This series, ‘A Time for Sorrow’, is part of Mahr’s tribute to her mother: “My mother’s memory remains in myriad things that surround me – whether in some drawing pins I happen to be using or a hundred year old tree I am passing by. Regardless of their scale, in reality, all these things are of equal significance when lined up in my mind”. Mahr’s dreamlike imbalance of scale is visible here with an apparently giant, glistening angel’s wing tied with a ribbon to a ‘trompe l’oeil’ nail in the tree.
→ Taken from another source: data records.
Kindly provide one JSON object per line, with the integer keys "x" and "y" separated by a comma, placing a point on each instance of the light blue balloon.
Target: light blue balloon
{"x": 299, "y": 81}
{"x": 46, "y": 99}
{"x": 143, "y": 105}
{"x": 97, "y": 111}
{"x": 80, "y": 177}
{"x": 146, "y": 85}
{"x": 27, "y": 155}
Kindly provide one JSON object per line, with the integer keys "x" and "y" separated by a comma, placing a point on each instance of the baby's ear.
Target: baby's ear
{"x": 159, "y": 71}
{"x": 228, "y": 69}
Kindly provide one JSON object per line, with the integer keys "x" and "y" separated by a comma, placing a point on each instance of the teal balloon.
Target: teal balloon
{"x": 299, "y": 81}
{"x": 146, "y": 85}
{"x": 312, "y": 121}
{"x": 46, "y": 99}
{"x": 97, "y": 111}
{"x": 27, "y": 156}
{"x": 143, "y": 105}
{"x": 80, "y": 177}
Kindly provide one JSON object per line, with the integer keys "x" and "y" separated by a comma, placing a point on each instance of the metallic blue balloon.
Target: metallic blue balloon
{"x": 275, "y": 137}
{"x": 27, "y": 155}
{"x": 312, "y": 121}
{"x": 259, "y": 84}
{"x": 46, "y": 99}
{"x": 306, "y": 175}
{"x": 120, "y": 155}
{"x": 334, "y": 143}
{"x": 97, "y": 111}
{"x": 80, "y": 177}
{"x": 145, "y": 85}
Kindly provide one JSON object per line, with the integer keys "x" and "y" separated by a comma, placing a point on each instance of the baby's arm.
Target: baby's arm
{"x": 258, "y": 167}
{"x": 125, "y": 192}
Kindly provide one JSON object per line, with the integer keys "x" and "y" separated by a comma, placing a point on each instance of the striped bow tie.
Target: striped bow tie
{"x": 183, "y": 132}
This offers both the uncertainty of memory and its fiction, and encourages imaginative response.
Mari Mahr (Chilean / Hungarian / British, born 1941)
Born in Chile to Hungarian parents, Mahr’s family returned to Hungary after World War II ended. She studied at the School of Journalism in Budapest and worked as a photojournalist in the 1960s. In 1972 she moved to London where she completed her studies at the Polytechnic of Central London and embarked on a different approach to photography. She consciously slowed her work down from the speed and immediacy of photojournalism by exploring the difficulty and subtlety of earlier photographic processes. Mahr’s photographs concern memory and she incorporates objects she has inherited and cherished. She constructs (rather than reconstructs) memory by re-associating these objects with places photographically.